Maria Teresa de Almeida Rosa Cárcomo Lobo (Malanje, 18 February 1929 - Rio de Janeiro, 8 December 2018) was a Portuguese politician and jurist and was the first woman to hold office in Portugal.

She was Undersecretary of State of Social Affairs from 1970 till 1973, and deputy of the Assembleia Nacional under the Portuguese Estado Novo

In 1974, after the April Revolution, she emigrated to Rio de Janeiro, where she joined the judiciary in 1988, assuming the position of head judge of the 28th Federal Court of Rio de Janeiro, where she remained until her retirement in February 1999. She was awarded the Collar of Honor for Judicial Merit by the Court of Justice of the State of Rio de Janeiro.
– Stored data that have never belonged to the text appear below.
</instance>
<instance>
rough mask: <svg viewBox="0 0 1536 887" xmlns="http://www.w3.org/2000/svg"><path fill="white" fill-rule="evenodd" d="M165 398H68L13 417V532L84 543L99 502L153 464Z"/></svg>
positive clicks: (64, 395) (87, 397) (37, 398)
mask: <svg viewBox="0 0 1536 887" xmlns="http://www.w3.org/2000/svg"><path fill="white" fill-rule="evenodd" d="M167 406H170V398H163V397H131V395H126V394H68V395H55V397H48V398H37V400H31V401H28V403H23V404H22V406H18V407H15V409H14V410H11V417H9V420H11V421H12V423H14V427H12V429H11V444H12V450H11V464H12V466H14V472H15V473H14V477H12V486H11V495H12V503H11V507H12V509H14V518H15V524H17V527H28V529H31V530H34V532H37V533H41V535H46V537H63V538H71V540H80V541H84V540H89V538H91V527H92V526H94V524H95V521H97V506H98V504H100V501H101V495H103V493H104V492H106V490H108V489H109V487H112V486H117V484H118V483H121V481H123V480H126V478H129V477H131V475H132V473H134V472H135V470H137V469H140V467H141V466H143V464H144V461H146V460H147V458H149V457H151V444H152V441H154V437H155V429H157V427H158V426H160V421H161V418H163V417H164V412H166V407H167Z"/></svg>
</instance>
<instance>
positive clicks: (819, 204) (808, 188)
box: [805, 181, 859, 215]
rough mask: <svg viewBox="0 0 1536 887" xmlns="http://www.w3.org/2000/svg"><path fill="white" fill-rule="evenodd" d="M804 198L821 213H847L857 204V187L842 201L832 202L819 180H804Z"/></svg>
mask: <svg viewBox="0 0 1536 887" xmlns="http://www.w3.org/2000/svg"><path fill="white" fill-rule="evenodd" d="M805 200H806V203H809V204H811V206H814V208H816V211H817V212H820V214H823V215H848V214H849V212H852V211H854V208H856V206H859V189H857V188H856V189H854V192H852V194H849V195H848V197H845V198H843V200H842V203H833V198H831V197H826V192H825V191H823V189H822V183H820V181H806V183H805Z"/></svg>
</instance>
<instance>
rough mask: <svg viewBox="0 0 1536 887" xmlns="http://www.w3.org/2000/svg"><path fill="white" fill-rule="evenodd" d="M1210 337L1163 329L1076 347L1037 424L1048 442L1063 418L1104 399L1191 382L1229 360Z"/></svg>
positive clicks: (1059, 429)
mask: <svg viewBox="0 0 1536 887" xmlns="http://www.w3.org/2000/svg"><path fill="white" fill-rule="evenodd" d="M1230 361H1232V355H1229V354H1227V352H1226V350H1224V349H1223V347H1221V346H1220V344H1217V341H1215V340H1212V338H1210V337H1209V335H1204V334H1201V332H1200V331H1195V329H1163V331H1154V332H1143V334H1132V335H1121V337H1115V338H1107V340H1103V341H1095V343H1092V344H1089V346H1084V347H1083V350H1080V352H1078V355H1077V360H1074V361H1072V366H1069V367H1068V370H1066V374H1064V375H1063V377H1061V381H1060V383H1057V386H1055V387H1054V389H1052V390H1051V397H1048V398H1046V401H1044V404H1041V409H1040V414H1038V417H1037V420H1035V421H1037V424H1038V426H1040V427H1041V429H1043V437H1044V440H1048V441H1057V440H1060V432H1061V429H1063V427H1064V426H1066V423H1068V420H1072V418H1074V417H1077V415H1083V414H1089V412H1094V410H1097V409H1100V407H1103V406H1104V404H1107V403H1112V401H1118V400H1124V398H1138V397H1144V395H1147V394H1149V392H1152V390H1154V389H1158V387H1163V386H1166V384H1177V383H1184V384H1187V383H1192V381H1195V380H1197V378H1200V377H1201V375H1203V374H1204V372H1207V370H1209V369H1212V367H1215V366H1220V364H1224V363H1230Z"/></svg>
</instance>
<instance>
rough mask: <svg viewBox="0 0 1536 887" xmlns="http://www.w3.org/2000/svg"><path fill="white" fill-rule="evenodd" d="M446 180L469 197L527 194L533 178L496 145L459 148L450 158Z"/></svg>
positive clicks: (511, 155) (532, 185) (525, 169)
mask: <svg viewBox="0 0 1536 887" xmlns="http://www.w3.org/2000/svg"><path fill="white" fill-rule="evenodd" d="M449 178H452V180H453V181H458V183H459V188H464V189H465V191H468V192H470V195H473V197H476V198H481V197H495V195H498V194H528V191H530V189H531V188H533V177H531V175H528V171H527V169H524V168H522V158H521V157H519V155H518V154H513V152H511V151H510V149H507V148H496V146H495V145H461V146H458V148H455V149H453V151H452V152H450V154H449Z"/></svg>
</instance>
She also held the position of special advisor at the Regional Federal Judiciary School of the 2nd Region and served as director of the Judicial Section Forum of Rio de Janeiro during the 1993/1994 biennium. As a lawyer and legal consultant in international matters, she distinguished herself as a contributor to the Jornal do Commercio, writing the column Globalization and Integration.

Cárcomo Lobo was a member of the Permanent Council of the Association of Jurists of the Portuguese Language Countries and of the Brazilian Academy of Economic, Political and Social Sciences.